Lucrecia Martel Is Named President of the Jury of the Venice Film Festival

Argentine filmmaker Lucrecia Martel has been appointed president of the international jury of the 76th edition of the Venice Film Festival, the longest-running film festival in the world, to take place August 28 - September 7. Martel becomes the seventh woman and third Latin American filmmaker—after Alfonso Cuarón in 2015 and Guillermo del Toro in 2018—to hold the position.

The jury will selected the winner for the Golden Lion for Best Film, as well as other official awards. In accepting the invitation, Martel said: “It’s an honor, a responsibility, and a pleasure to be a part of this celebration of cinema, of humanity's immense desire to understand itself.”

The director the film festival Alberto Barbera commented that “four feature films and a handful of shorts, in just under two decades, have been enough to make Lucrecia Martel Latin America’s most important female director, and one of the top worldwide. In her films, the originality of her stylistic research and her meticulous mise-en-scène are at the service of a worldview free of compromises, dedicated to exploring the mysteries of female sexuality and the dynamics of groups and classes. We are grateful to her for having enthusiastically agreed to put her exacting, yet anything but uncharitable, gaze at the service of this commitment we have requested of her.”

Born in Salta, Argentina, Martel made her debut with the feature film La Ciénaga in 2001, followed by The Holy Girl / La niña santa in 2004, and The Headless Woman / La mujer sin cabeza in 2008. Her fourth feature, Zama (2017), an exploration of colonialism and racism in Latin America, had its premiere at the Venice International Film Festival.
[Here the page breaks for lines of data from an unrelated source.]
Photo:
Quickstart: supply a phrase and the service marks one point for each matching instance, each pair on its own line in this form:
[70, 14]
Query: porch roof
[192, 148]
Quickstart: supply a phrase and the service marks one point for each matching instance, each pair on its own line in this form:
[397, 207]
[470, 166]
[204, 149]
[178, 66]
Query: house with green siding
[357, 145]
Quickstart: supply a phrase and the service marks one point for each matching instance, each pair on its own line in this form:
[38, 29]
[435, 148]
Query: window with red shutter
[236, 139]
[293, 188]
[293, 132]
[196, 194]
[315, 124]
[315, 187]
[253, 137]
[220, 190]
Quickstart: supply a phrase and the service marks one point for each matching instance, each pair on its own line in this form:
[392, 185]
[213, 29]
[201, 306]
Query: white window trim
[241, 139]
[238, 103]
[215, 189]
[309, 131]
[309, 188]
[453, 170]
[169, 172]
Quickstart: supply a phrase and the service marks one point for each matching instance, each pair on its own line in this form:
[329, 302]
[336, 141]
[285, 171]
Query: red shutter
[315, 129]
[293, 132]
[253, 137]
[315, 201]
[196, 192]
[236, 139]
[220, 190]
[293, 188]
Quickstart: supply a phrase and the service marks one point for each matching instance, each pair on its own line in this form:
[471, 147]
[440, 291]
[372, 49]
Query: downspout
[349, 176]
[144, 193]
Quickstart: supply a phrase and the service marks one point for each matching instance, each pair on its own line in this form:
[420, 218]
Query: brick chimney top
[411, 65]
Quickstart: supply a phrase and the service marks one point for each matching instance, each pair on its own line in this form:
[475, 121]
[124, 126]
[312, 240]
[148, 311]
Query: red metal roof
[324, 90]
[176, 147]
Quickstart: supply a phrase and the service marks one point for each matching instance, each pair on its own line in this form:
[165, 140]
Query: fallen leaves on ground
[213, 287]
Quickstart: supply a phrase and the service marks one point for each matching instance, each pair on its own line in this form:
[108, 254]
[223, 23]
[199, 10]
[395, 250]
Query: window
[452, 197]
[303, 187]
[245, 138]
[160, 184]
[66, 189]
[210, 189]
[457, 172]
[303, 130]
Retrospectives of her work have screened at many art and cultural institutions, such as Harvard, MoMA, Lincoln Center, Cambridge, and London’s Tate Museum, together with a series of masterclasses about sound and narrative that the filmmaker has taught around the world. In parallel, Martel has also shown an interest in other artistic languages outside cinema. Her latest collaboration was with Björk, for whom she directed the Cornucopia concert at The Shed, acknowledged as the Icelandic artist’s most sophisticated show to date.